The question is: do you have to go back and file tax returns for the B trust for all those years? The IRS generally takes the position that since the B trust was never funded, there are no tax returns needed for that trust. Once you fund the trust, then you start filing returns for it, even if years later. However, at the same time, the IRS views the decedent’s share of assets as having belonged to an administrative trust since the date of death – still waiting to be properly distributed. This administrative trust should have had tax returns filed every year. It is further complicated when those assets are used, retitled, sold, and mixed with other assets improperly.
There are generally three different approaches to solving the return filing problem. The first is to go back and file tax returns for the administrative trust dating back to the date of death. This is the safest route, but is probably the most expensive, and may be impossible depending on the records available. You also have the problem of potentially amending all your 1040s that were not properly prepared as a result.
The second approach some practitioners use is to essentially file blank 1041s dating back to the date of death and include a statement with each return that all the income was reported on the surviving spouse’s 1040. The problem with this is that the amount of tax owed, besides being paid on behalf of the wrong taxable entity, is rarely the same. Filing blank 1041s clearly brings the issue front and center to the IRS, but, it could also bring closure to the issue.
The third approach some practitioners take is to not file any administrative trust returns for the past, and just start filing returns for the B trust going forward. This approach has risks because required returns are never filed, and therefore the statute of limitations never begins. The issue could theoretically pop-up at any time in the future without the appearance of being forthright.

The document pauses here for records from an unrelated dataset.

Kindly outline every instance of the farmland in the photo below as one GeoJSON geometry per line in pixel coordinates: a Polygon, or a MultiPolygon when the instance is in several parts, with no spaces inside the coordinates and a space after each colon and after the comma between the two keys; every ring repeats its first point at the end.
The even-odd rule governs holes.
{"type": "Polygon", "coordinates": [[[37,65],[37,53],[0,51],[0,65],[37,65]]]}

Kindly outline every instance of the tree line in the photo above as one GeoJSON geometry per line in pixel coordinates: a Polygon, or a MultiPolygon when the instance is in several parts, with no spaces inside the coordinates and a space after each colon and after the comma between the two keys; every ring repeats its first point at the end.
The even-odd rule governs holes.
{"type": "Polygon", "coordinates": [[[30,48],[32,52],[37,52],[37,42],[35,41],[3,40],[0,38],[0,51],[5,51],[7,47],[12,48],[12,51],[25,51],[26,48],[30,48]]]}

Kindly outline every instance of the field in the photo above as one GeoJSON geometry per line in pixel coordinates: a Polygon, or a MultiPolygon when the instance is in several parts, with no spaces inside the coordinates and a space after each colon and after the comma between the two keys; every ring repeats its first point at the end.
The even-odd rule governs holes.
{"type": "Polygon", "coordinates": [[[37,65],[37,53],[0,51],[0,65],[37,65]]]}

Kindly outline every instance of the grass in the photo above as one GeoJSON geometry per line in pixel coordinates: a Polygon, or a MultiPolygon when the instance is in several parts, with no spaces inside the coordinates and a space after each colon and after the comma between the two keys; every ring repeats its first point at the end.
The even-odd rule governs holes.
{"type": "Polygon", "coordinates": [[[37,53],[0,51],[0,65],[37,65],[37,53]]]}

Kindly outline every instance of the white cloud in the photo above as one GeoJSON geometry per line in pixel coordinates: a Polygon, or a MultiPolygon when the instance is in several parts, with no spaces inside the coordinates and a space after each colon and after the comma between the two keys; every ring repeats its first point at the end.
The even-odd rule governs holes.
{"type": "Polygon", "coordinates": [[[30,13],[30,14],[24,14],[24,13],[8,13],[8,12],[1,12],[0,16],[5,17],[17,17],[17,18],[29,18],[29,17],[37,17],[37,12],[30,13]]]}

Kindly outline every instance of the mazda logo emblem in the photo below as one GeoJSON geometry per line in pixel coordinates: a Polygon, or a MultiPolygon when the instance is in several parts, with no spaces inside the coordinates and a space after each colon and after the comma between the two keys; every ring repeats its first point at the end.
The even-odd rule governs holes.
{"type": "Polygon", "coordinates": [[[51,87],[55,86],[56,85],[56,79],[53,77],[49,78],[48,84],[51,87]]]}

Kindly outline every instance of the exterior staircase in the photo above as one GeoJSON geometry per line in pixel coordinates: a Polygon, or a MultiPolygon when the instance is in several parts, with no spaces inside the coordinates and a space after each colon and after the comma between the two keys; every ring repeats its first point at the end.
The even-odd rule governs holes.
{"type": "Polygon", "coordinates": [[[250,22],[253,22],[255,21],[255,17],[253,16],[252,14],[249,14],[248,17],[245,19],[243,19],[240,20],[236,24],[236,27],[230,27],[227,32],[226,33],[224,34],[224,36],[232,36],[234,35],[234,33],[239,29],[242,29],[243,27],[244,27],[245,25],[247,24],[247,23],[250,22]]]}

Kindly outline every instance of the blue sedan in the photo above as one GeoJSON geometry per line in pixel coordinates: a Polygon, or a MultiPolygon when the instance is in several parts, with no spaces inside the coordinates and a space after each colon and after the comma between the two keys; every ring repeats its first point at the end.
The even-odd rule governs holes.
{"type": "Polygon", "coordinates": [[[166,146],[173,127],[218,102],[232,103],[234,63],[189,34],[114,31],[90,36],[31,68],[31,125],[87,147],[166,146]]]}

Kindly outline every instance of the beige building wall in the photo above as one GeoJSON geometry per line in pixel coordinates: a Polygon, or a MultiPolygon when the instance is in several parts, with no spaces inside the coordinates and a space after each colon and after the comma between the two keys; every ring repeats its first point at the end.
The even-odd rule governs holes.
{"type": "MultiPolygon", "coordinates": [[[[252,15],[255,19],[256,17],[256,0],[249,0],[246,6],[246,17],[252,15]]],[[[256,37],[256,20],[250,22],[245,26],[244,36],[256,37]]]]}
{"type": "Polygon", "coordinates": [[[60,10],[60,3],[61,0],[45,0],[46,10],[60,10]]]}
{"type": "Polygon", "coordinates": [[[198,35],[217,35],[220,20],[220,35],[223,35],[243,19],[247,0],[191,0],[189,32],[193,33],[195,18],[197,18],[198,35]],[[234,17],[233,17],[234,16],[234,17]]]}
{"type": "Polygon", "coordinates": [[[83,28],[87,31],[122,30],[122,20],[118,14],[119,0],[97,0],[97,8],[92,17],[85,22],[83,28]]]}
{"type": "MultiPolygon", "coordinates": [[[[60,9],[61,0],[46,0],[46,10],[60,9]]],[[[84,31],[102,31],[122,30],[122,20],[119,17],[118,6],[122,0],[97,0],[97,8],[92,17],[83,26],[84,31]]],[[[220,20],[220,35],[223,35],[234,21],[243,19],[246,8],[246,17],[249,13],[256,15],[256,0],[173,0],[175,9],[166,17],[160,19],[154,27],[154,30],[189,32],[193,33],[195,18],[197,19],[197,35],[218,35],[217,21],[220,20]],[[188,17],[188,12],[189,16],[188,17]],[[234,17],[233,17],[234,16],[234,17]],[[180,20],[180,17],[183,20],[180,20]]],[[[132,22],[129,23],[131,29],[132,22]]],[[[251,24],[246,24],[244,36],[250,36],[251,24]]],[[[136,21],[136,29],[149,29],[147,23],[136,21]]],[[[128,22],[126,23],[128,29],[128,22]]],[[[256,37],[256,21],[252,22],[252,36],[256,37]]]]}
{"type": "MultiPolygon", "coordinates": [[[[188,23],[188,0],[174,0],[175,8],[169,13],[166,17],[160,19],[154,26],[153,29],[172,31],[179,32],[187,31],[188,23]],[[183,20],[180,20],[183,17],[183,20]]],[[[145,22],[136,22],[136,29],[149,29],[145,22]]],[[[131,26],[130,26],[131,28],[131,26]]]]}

Most people that fail to fund and file returns for the B trust, treat all the assets as their own, and report all the income on their personal tax returns. The overall tax is never exactly the same compared to filing 1041s even if income is supposed to go to the surviving spouse. Another problem is that capital gains typically do not go to the surviving spouse and are taxed to the trust (although at similar rates). An auditor could say, “Yes, you paid tax, but the trust did not.”
If you failed to fund your B trust, confront the issue by seeking competent professional advice from a CPA and an attorney so you can determine if you need to do something and what your options are. It is also highly recommended that you include your financial advisor as well so you can obtain a multi-disciplinary solution. If there is a potential impact, it will surely resurface in your estate. If it is not addressed before you pass, it will either get more complicated/expensive to handle or create an irreversible consequence.
It is clear there are many issues to consider in a stale trust administration. If you find yourself in this situation as a surviving spouse or you think you may be the future beneficiary of funds from a stale trust, you should seek qualified professional advice to determine if or to what extent you could be affected, and what your options are. Unfortunately, if there is an issue, it almost always resurfaces upon the death of the second spouse, at which point it gets more expensive to handle, is more likely to cause fighting between beneficiaries, or creates an irreversible financial disaster for the beneficiaries.